Tanta reconhece que não se pode descartar o risco de uma subida de casos, mas alega ser improvável. Ele explica que a secretaria faz um diagrama de controle, com dados da média móvel a partir da série histórica de casos de dengue. A partir daí, estatisticamente é calculado um limite superior. "Quando você está abaixo da média, significa que você está num período de baixa transmissão, que é o que está acontecendo agora", detalha.

Segundo ele, embora o pico da doença costume ser em abril, nos anos de surto os primeiros meses já indicavam uma subida. Seja como for, o próprio gestor admite que o quadro pode mudar se, por exemplo, o DENV-3 ou DENV-4 retornarem ao Ceará. Embora seja raro enfrentar duas epidemias em anos seguidos, o estado vivenciou isso em 2011 e 2012 com a substituição do DENV-1 pelo DENV-4. "Se você não tiver uma alternância de sorotipo, a população que é suscetível [no Ceará] é bem menor que em alguns estados", afirma.

As lições das epidemias

As lições aprendidas com as epidemias nas últimas décadas, segundo especialistas, também contribuem para o controle da incidência e, especialmente, para evitar os óbitos. Uma delas é o manejo clínico: informar a população para que saiba identificar os sinais de alerta para a gravidade da doença (como por exemplo náusea, tontura, vômito e dor abdominal) e organizar o sistema de saúde para atendê-la no tempo adequado é crucial.

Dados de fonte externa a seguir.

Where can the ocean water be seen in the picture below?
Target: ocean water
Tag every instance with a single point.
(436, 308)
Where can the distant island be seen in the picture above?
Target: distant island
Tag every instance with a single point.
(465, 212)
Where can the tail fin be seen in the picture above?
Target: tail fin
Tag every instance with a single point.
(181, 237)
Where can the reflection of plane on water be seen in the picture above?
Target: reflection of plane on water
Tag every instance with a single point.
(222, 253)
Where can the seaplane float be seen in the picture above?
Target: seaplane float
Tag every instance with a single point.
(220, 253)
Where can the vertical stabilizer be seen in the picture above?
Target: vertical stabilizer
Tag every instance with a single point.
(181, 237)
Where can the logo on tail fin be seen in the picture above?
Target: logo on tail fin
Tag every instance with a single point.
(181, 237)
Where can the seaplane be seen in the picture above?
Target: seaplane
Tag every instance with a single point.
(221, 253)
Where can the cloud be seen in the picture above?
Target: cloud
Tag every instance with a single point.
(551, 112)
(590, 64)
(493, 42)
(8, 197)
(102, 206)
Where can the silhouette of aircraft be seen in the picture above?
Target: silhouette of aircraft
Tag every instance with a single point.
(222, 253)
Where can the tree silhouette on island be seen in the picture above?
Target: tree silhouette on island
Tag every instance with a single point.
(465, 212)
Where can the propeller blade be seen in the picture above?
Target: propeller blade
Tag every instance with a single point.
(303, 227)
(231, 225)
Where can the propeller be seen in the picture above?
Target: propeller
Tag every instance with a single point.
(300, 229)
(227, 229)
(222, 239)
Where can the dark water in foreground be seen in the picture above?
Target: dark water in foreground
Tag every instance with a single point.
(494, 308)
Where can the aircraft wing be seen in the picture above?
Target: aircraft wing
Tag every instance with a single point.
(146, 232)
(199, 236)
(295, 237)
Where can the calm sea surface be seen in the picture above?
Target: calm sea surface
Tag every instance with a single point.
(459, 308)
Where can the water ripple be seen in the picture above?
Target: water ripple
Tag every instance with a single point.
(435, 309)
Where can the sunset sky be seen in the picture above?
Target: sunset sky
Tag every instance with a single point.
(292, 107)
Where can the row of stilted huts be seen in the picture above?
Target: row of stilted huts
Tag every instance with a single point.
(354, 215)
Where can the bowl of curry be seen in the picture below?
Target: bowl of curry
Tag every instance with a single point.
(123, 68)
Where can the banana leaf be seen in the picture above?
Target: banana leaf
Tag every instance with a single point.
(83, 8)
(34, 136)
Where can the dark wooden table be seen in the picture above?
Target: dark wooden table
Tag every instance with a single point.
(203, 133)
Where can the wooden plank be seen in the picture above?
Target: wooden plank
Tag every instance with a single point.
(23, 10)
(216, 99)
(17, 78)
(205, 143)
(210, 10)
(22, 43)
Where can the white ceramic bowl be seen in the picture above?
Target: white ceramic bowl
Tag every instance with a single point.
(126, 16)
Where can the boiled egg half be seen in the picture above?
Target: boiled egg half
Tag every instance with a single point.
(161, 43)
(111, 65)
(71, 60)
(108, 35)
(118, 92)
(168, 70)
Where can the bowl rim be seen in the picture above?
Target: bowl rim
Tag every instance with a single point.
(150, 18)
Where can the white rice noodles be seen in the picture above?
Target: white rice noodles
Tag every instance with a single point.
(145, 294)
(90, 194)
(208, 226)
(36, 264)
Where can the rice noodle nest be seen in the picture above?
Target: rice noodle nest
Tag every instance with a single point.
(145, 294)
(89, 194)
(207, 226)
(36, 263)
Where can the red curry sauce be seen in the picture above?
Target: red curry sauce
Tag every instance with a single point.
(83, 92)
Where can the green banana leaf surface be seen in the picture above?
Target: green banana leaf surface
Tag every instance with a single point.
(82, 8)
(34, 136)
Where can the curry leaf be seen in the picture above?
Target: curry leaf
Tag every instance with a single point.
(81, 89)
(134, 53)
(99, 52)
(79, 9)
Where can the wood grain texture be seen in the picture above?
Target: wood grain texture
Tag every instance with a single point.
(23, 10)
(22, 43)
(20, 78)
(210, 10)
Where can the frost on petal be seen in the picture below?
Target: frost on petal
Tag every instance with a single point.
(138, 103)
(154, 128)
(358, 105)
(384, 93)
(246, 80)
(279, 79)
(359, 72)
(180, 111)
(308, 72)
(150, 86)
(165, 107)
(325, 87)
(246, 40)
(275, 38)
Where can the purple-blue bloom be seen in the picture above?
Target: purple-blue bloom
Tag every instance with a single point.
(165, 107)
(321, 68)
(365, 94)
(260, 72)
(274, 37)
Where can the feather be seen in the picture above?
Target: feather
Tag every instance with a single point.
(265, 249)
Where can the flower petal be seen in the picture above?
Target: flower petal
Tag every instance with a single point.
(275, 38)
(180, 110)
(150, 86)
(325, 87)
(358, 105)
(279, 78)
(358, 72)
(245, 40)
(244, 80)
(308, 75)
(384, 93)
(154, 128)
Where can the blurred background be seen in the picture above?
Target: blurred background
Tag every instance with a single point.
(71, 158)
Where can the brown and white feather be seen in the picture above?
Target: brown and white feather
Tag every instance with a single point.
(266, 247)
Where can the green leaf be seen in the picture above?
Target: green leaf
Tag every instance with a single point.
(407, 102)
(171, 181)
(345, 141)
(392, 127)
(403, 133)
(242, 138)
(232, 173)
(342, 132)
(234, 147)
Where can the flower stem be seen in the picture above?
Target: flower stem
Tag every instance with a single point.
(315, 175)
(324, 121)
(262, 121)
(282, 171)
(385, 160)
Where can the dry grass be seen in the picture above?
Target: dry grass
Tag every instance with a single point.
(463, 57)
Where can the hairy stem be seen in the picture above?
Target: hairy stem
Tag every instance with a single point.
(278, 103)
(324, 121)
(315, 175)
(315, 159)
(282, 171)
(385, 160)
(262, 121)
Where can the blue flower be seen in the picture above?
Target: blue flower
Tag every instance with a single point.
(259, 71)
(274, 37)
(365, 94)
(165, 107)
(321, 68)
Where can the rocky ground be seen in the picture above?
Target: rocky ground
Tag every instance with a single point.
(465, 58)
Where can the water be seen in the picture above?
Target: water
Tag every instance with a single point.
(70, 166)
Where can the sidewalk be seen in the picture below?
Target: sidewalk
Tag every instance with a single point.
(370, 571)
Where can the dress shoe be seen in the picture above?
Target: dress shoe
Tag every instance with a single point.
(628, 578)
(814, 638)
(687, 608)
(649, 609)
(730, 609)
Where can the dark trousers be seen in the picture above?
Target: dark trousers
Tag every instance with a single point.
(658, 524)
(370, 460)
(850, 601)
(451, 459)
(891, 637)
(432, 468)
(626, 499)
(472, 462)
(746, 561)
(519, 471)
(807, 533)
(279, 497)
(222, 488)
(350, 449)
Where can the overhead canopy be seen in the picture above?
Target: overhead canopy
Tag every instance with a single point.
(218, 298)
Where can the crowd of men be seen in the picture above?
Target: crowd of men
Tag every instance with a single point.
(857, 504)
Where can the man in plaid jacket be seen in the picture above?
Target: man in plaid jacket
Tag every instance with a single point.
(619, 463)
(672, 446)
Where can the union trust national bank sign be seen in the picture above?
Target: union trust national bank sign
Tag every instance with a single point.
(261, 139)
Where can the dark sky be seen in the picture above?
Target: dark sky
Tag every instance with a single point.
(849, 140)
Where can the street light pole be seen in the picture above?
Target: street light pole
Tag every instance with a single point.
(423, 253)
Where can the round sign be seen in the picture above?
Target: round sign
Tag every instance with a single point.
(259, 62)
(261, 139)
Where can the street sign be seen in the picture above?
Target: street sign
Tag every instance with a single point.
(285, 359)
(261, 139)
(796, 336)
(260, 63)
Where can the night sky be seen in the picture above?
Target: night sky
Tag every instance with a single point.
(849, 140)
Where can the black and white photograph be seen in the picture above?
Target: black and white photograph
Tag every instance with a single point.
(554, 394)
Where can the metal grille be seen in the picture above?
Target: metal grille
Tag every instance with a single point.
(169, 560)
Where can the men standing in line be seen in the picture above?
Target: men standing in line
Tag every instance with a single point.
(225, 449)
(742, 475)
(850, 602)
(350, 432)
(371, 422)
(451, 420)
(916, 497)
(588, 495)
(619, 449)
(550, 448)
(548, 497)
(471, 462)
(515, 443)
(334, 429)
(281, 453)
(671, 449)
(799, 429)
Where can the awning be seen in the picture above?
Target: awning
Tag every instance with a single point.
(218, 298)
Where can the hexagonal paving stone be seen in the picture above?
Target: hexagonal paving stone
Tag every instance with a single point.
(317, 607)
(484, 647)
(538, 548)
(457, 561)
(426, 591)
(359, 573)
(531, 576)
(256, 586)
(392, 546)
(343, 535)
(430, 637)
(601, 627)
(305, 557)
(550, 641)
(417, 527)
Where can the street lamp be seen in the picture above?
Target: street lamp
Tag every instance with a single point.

"Se eu tratar essa pessoa nessa fase, com soro fisiológico, salvo 99 % dos casos", explica o médico infectologista e coordenador do Núcleo de Medicina Tropical da Universidade Federal do Ceará, Ivo Castelo Branco.

Outra lição, segundo o secretário Tanta, é aprender a não subestimar a capacidade que a doença tem de uma explosão epidêmica e agir para frear a transmissão quando se nota subida nos índices de infestação do mosquito (o LIRA, feito por amostragem a partir das visitas domiciliares), antes de os dados refletirem os casos da doença.

Ter uma equipe de vigilância ativa e atenta e uma população informada para eliminar os focos do mosquito dentro de casa é outra lição importante. "A gente já tem uma cultura de responsabilização individual há algum tempo", diz Magda Almeida. Os focos, aliás, mudam de região para região, e o mosquito pode estar se proliferando no lixo, na garrafa pet, mas também na caixa d'água aberta.